James Coll estuvo ante él media hora después.
—Siéntese, Coll. ¿Habló con Perry?
—Sí, señor.
—Tengo interés en esos terrenos. Mi casa está como ahogada.
—Lo sé, señor.
—Deseo ampliarla y los terrenos pertenecen a los Wilson. Entérese de cómo andan de fondos los Wilson, si tiene alguna hipoteca, si tienen deudas...
—Lo sabré esta tarde.
—Perfectamente, Coll. Puede retirarse.
Aquel anochecer, Bert le decía a Bessie:
—Los muy cerdos...
—Calma, Bert. Calma, mucha calma.
—No tienen contraídas deudas. No hay hipotecas. Se reducen los gastos dentro, pero al exterior... ni esto.
Y mostró una uña.
—Lo que no me explico es cómo tienes a Perry contigo.

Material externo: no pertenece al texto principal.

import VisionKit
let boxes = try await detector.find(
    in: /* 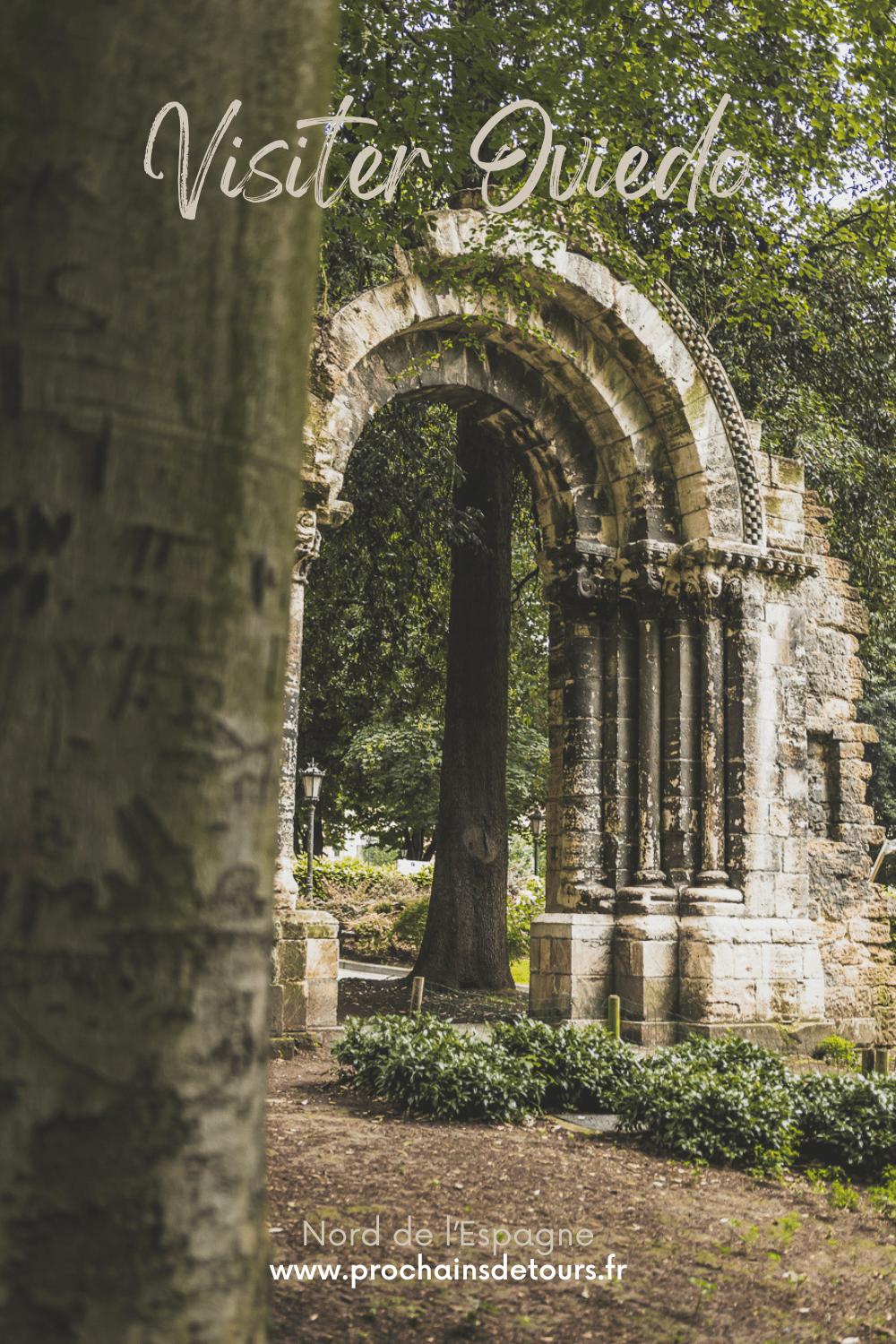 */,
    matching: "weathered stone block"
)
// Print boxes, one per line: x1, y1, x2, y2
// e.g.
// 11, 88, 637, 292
282, 980, 337, 1032
762, 943, 804, 980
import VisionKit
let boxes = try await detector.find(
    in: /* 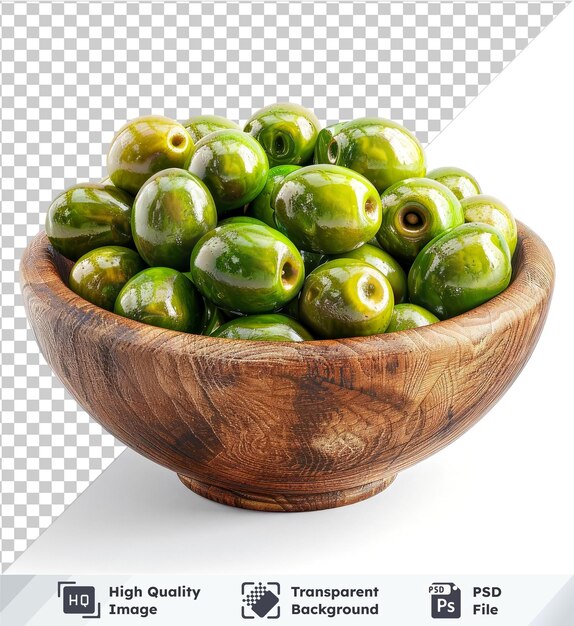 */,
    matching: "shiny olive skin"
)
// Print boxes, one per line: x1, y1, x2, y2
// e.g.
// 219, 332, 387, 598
201, 298, 227, 335
299, 250, 329, 275
188, 129, 269, 215
313, 122, 347, 165
243, 102, 321, 167
408, 223, 512, 319
299, 259, 394, 339
426, 167, 480, 200
45, 183, 133, 261
107, 115, 193, 196
182, 115, 241, 143
386, 303, 440, 333
277, 296, 299, 320
132, 168, 217, 272
69, 246, 146, 311
211, 313, 313, 341
271, 165, 381, 254
461, 194, 518, 255
191, 223, 305, 314
322, 117, 426, 193
377, 178, 464, 263
114, 267, 203, 333
217, 215, 267, 226
330, 243, 407, 304
247, 165, 301, 228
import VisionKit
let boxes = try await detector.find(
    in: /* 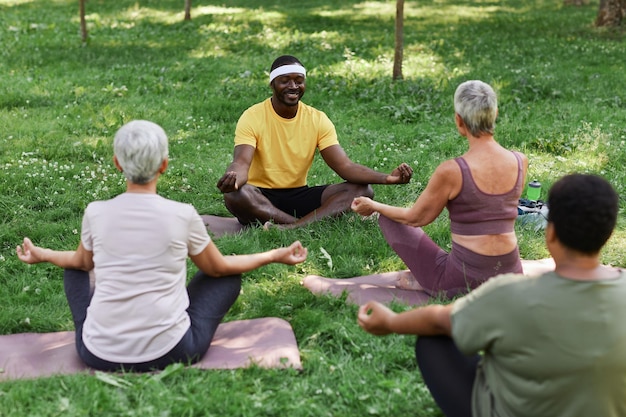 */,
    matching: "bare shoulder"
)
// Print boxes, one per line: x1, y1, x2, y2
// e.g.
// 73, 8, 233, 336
433, 159, 461, 179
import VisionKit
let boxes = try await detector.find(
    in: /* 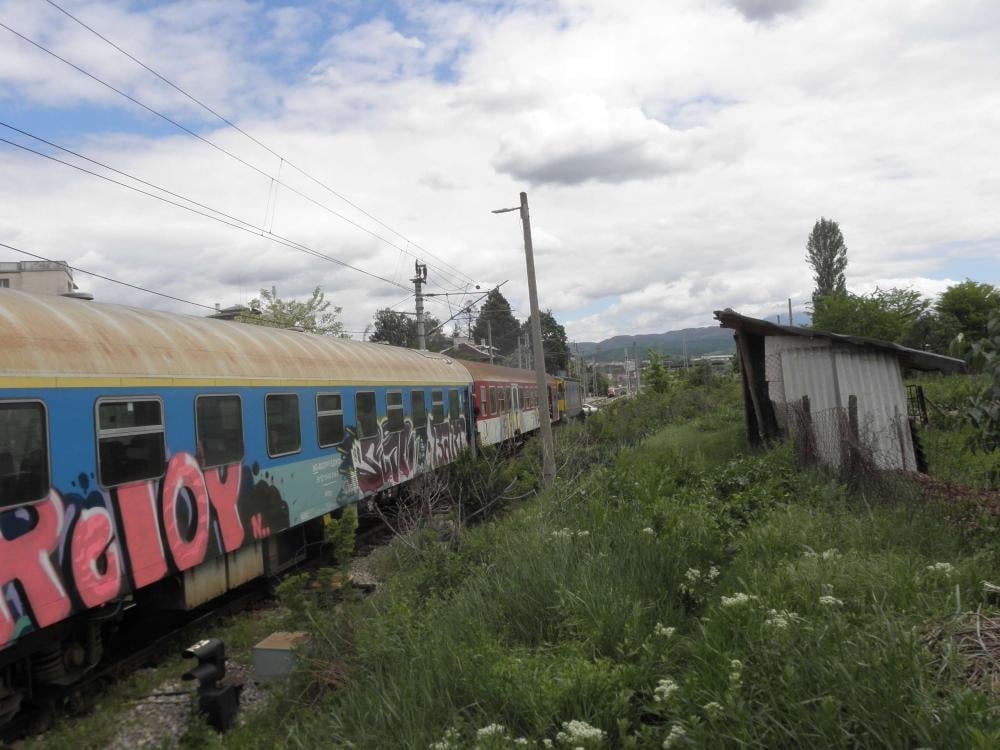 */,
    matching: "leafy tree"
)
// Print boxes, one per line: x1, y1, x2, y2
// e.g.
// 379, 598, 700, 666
813, 288, 930, 342
368, 307, 448, 352
472, 289, 521, 356
528, 310, 569, 375
642, 349, 670, 393
237, 286, 350, 338
934, 279, 1000, 339
954, 311, 1000, 458
806, 218, 847, 305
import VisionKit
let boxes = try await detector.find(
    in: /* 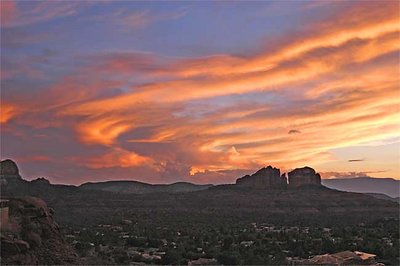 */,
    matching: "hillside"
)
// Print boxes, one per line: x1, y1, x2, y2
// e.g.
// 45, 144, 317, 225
322, 177, 400, 198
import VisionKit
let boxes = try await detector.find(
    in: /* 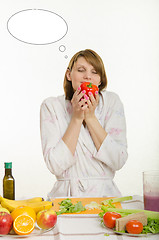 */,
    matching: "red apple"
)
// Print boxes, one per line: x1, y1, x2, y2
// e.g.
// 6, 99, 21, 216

—¿Quieres que te lo diga? Pues verás —añadió—. Fuimos niños a la vez. Él era el señorito, yo el pordiosero. Cuando murió mi madre y mi padre me vistió de negro, él me puso el apodo de Cuervo. Lo odié desde aquel instante. En cierta ocasión pretendió burlarse de mí, cuando yo pasaba con la cesta de la comida para mi padre, y el jugaba con otros niños distinguidos junto a la plaza central. Me volví hacia él y traté de propinarle una paliza. Los otros me tiraron la cesta y, con ayuda de un compañero, Perry me golpeó el rostro con una piedra. ¿Ves esta señal que tengo en la frente? Me la hizo él. Aquel día mi padre no pudo comer, pero recuerdo muy bien sus palabras. Me puso una mano en el hombro y me dijo: «Sé valiente, muchacho, algún día ese será tu criado».
—¡Bert! —susurró Bessie.
—Y lo es.
—Pero todos los días te hace recordar aquella escena infantil que quedó grabada en tu mente.
—Es... un placer.
—Y le ayudas a vivir.
—No lo creas. Servirme a mí, es... una agonía para él, pero no tiene más remedio. ¡Ya sabes que deseo esa pradera! He de conseguirla.
—No conoces a sir Edward.
—De vista, y tendrá que bajar los humos.
—Temo que prefiera morir de hambre. ¿No ves que no conoce a nadie en la calle? Si yo le invitara a mis viernes, se hubiera reído... Esa gente no está bajo nuestro yugo, Bert. Nunca podrás vencerlos.
Bert se puso en pie y empezó a pasear en el saloncito de su vieja amiga.
—Bessie —dijo de súbito—. Yo no soy malo. No deseo la caída de nadie, pero esa gente... me hizo demasiado daño. ¿Recuerdas lo que lucharon para despojar a mi padre de la propiedad de La Mina Sur?
—Lo recuerdo.
—Perdieron el pleito, y de ahí su ruina, pero yo he de lograr que esa ruina le aplaste para siempre.